Exhibition on pandemics opens after long delay due to... pandemicEuropost
In March this year, the Boerhaave Science Museum in the Netherlands was all set to launch its planned exhibition on the history of pandemics. Then the subject of the exhibition became reality. For four months, the museum in the southern Dutch city of Leiden was, like countless others around the world, forced to close as the coronavirus spread from country to country and more than 6,000 died with Covid-19 in the Netherlands.
Now, in mid-June, the museum is finally able to trace the history of epidemics, from plague to coronavirus, in an exhibition titled "Infected!" In the four-month delay, curators were able to update the exhibition to include the current chapter on coronavirus using videos, photos and everyday objects from the past months.
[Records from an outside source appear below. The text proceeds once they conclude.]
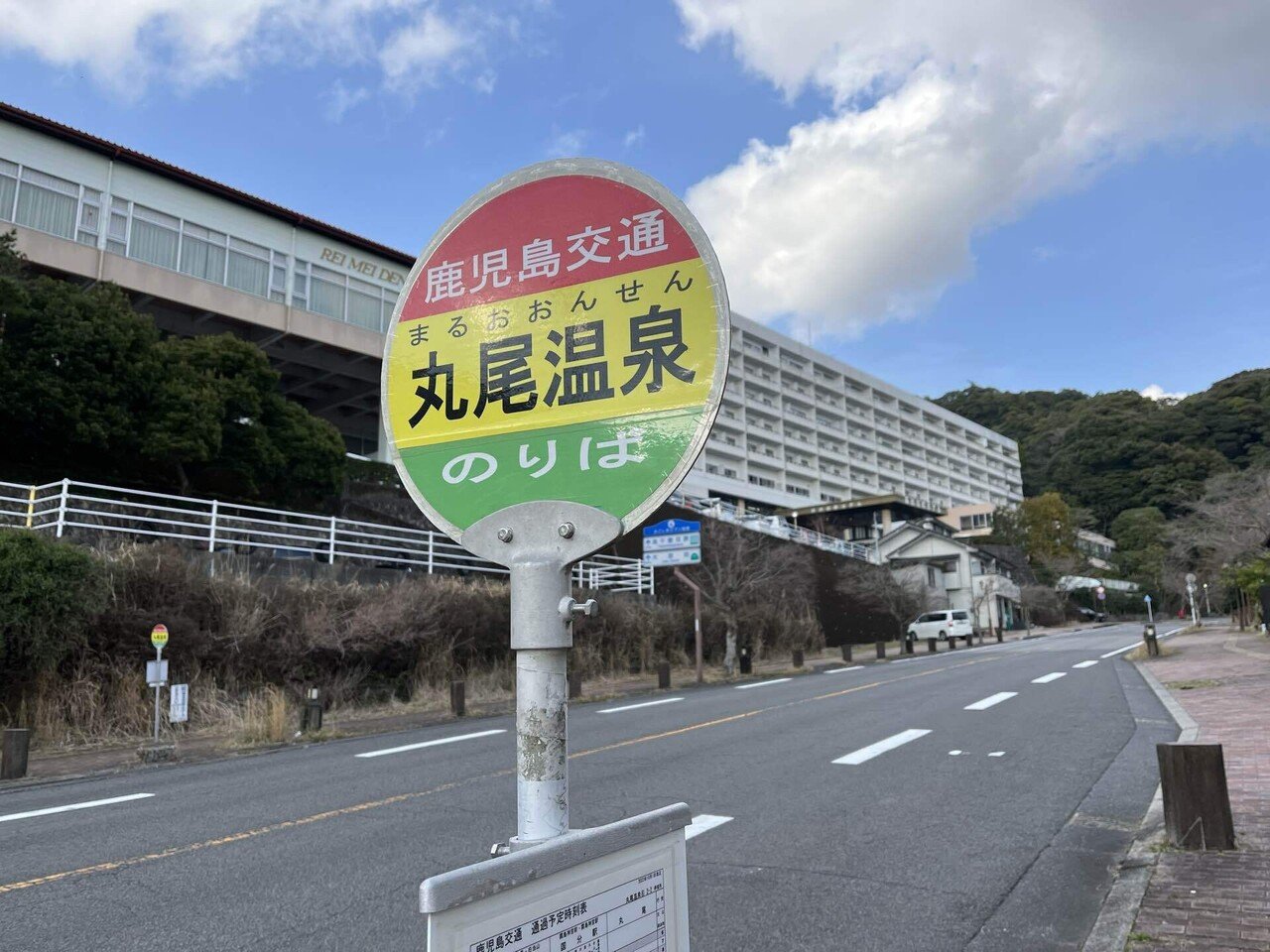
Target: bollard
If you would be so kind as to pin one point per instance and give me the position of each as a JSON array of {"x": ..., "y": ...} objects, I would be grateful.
[
  {"x": 13, "y": 760},
  {"x": 310, "y": 717},
  {"x": 1197, "y": 801},
  {"x": 457, "y": 698}
]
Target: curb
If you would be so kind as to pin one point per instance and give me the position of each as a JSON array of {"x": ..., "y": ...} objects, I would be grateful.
[{"x": 1110, "y": 932}]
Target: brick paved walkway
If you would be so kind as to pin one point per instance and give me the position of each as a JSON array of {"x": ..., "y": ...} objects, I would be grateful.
[{"x": 1218, "y": 901}]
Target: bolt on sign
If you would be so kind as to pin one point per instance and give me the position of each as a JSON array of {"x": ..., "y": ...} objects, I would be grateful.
[{"x": 564, "y": 336}]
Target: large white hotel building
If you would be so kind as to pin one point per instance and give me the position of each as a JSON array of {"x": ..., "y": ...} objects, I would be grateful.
[{"x": 797, "y": 426}]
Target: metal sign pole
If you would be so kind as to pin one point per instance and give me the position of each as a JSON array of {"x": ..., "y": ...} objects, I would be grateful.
[
  {"x": 159, "y": 658},
  {"x": 539, "y": 540}
]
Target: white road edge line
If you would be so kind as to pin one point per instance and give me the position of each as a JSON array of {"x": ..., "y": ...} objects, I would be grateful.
[
  {"x": 703, "y": 823},
  {"x": 635, "y": 707},
  {"x": 85, "y": 805},
  {"x": 431, "y": 743},
  {"x": 762, "y": 683},
  {"x": 881, "y": 747},
  {"x": 1137, "y": 644},
  {"x": 992, "y": 701}
]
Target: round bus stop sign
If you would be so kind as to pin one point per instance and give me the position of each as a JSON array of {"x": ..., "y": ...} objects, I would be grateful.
[
  {"x": 159, "y": 636},
  {"x": 563, "y": 336}
]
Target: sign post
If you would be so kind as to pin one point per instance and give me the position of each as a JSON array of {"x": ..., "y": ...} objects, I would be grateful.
[
  {"x": 1191, "y": 597},
  {"x": 550, "y": 375},
  {"x": 178, "y": 703},
  {"x": 157, "y": 670},
  {"x": 679, "y": 542}
]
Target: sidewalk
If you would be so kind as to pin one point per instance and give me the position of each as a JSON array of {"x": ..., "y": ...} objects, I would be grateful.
[
  {"x": 1218, "y": 901},
  {"x": 49, "y": 765}
]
While today's pandemic is characterised by face masks and head-to-toe white suits, the exhibition shows how centuries ago, it was long dark robes and a leather mask with long beaks during the plague epidemic of the 17th century.
Museum director Amito Haarhuis says the show is all about the extent to which epidemics can completely disrupt our lives.
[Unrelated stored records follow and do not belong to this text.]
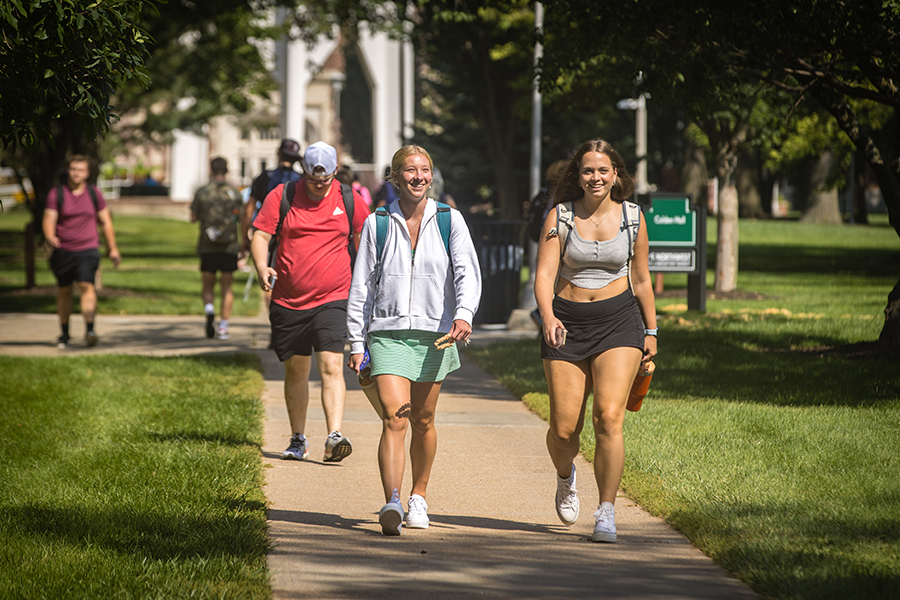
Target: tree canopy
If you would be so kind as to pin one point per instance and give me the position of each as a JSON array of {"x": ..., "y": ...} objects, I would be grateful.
[{"x": 66, "y": 58}]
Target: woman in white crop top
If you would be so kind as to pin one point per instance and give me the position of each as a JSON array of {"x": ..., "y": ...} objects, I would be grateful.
[{"x": 596, "y": 332}]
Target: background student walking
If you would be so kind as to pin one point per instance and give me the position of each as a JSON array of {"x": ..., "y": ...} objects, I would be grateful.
[
  {"x": 414, "y": 294},
  {"x": 217, "y": 207},
  {"x": 69, "y": 225},
  {"x": 596, "y": 331}
]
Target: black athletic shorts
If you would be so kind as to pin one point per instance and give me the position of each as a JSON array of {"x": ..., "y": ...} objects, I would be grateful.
[
  {"x": 594, "y": 327},
  {"x": 74, "y": 266},
  {"x": 218, "y": 261},
  {"x": 323, "y": 329}
]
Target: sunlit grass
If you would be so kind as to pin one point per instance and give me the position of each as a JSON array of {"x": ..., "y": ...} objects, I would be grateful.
[{"x": 130, "y": 477}]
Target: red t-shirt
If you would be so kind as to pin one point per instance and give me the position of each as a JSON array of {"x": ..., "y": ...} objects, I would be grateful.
[
  {"x": 76, "y": 226},
  {"x": 313, "y": 264}
]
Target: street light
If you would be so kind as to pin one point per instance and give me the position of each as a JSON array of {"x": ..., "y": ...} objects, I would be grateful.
[{"x": 639, "y": 105}]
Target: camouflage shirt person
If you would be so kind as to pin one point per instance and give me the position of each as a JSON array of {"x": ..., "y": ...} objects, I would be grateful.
[{"x": 218, "y": 208}]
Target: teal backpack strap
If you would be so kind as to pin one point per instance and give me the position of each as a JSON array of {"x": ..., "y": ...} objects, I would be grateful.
[
  {"x": 444, "y": 221},
  {"x": 381, "y": 223}
]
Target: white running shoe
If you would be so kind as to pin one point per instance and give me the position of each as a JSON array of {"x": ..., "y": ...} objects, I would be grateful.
[
  {"x": 567, "y": 504},
  {"x": 605, "y": 529},
  {"x": 417, "y": 517},
  {"x": 391, "y": 516}
]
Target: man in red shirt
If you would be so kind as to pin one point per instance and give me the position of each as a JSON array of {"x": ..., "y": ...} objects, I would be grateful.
[
  {"x": 70, "y": 228},
  {"x": 309, "y": 296}
]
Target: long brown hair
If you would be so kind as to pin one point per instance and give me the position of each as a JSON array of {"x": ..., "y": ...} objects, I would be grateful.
[{"x": 567, "y": 188}]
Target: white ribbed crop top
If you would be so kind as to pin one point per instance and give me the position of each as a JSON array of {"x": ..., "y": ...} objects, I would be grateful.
[{"x": 593, "y": 265}]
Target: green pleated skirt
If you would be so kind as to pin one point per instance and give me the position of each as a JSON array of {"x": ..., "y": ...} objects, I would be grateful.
[{"x": 410, "y": 353}]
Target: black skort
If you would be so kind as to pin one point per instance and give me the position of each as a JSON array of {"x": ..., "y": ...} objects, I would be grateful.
[{"x": 594, "y": 327}]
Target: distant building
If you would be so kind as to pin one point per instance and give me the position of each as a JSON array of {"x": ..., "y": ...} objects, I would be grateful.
[{"x": 358, "y": 99}]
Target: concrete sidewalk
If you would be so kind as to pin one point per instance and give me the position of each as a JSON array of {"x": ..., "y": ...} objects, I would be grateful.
[{"x": 494, "y": 531}]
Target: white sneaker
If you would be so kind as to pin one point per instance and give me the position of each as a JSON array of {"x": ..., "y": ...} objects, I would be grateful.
[
  {"x": 605, "y": 529},
  {"x": 567, "y": 504},
  {"x": 417, "y": 518},
  {"x": 391, "y": 516}
]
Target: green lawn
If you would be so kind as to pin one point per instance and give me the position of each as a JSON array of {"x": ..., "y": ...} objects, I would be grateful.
[
  {"x": 778, "y": 460},
  {"x": 131, "y": 477},
  {"x": 159, "y": 273}
]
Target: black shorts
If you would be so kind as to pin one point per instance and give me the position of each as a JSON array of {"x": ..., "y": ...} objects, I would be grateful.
[
  {"x": 323, "y": 329},
  {"x": 74, "y": 266},
  {"x": 594, "y": 327},
  {"x": 218, "y": 261}
]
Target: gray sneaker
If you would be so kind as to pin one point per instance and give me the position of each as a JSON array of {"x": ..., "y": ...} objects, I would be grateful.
[
  {"x": 337, "y": 447},
  {"x": 567, "y": 504},
  {"x": 605, "y": 529},
  {"x": 91, "y": 339},
  {"x": 299, "y": 448},
  {"x": 391, "y": 516},
  {"x": 417, "y": 517}
]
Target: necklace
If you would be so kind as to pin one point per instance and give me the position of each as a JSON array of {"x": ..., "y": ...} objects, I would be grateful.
[{"x": 597, "y": 225}]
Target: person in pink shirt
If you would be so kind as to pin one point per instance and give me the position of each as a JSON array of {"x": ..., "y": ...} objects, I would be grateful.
[
  {"x": 69, "y": 224},
  {"x": 310, "y": 283}
]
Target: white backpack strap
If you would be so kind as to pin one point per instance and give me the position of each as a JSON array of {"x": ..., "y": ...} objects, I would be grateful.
[
  {"x": 564, "y": 224},
  {"x": 631, "y": 222}
]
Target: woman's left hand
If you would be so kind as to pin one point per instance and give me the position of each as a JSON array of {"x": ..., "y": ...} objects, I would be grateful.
[
  {"x": 461, "y": 331},
  {"x": 649, "y": 348}
]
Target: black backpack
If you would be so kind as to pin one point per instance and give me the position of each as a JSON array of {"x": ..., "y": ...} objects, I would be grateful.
[{"x": 287, "y": 196}]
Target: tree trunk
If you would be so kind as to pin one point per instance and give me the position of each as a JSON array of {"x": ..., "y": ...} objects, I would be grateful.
[
  {"x": 727, "y": 244},
  {"x": 888, "y": 178},
  {"x": 749, "y": 200},
  {"x": 728, "y": 142},
  {"x": 822, "y": 205}
]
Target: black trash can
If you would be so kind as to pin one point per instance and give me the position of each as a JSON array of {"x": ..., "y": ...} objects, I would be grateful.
[{"x": 499, "y": 245}]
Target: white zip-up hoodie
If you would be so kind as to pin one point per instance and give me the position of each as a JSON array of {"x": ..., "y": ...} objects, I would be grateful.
[{"x": 427, "y": 292}]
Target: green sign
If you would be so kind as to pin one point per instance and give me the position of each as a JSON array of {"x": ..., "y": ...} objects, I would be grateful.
[{"x": 671, "y": 222}]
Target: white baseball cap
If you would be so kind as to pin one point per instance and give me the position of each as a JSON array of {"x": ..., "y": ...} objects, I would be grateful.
[{"x": 319, "y": 156}]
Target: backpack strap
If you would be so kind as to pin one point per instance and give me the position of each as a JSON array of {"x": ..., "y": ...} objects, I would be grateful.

"But we also wanted to warn about the unknown disease, Virus X, which could be upon us at any moment," he added
The exhibition draws parallels between protective clothing during various pandemics. In the Middle Ages, the long beaks of plague masks were filled with strong-smelling herbs to keep the pathogens away. Social distancing is also not entirely unique to our time. Even in the 14th century, much emphasis was placed on keeping the sick at a distance.
"Social distancing is actually very old," says Haarhuis.
The medieval plague caused up to 200 million deaths, and every third European died from it. Visitors also learn about other pandemics more recent in history, like the Spanish flu and AIDS epidemics around the beginning and end of the 20th century.
One of the most fatal diseases was smallpox, costing millions of people their lives over centuries. Only since the 1980s has smallpox been considered extinct. Malaria was also present in Europe a good hundred years ago.